I am in the middle of a love affair with my shower. The water is hot and the water pressure just a little pathetic. I love the feeling of clean. When I walk to class, I slide my hand over the railing covered in graffiti, the metal smooth and gliding under my fingers. The wind tosses whatever work I put into my hair out the window, but I delight in its caress anyway. Sometimes, like this morning, the raindrops speckle my face and make me shiver.

The satiny soft feel of a giant red sweet pepper is so unique.

When I ride the tram in the busy hours, even my nearly non-existent bubble of personal space is popped. People are crammed with everything from children to dogs to bicycles to the most enormous suitcases I have ever seen.

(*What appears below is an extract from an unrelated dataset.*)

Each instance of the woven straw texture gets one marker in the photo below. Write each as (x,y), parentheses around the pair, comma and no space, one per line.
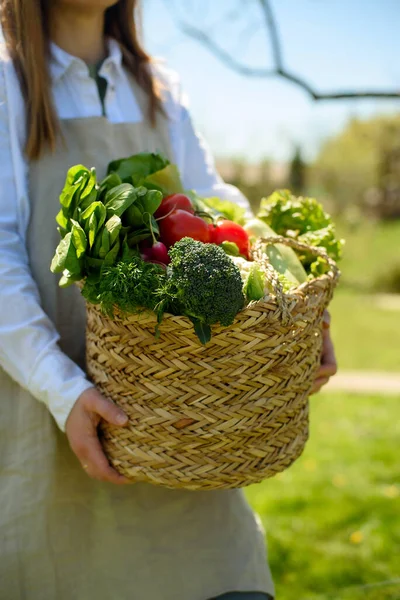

Passengers push and shove without reserve. The feeling of being a sardine in a tin can of the tram is overwhelming. I detest the feeling of packed sardine-like trams. However, when we travel somewhere and we take the regional trains, the feeling of rocking is almost lullaby-like and in combination with the soft seat covers and a full day of travels, it’s difficult not to be rocked asleep with your head on your friend’s shoulder.

The woolen blankets on my bed filled me with repulsion the first time I encountered them, but after almost 2 months of living here, I have grown to love them. I may even miss their scratchy-fuzzy texture and the remarkable warmth that crawling under them gives.

The cultural kisses (bises) here scared me half to death before arriving. The thought of kissing a complete stranger was so foreign and bizarre that I wasn’t sure I could do it. Heck, I’d bearhug a person before lightly brushing my lips to their cheek any day! But when I got here, it seemed so natural that I couldn’t help falling in love with the bises. In France, when you are introduced to someone, the proper thing is not to shake their hand but lightly touch your cheek to theirs and make a small kiss sound. Bises are sweet and unattached, and if the person you’re “bising” happens to be unshaven, it’s prickly. If you know the person well, it’s okay to hold the other person’s upper arm or touch their shoulder.

Touch is important, but it’s just as important to touch the lives of others around us in non-tactile ways. Verbal encouragement, a listening ear, a random act of kindness or even just a small smile can make all the difference to someone, and the joy of such interaction is remarkable.

My wonderful friends who touch my life every day.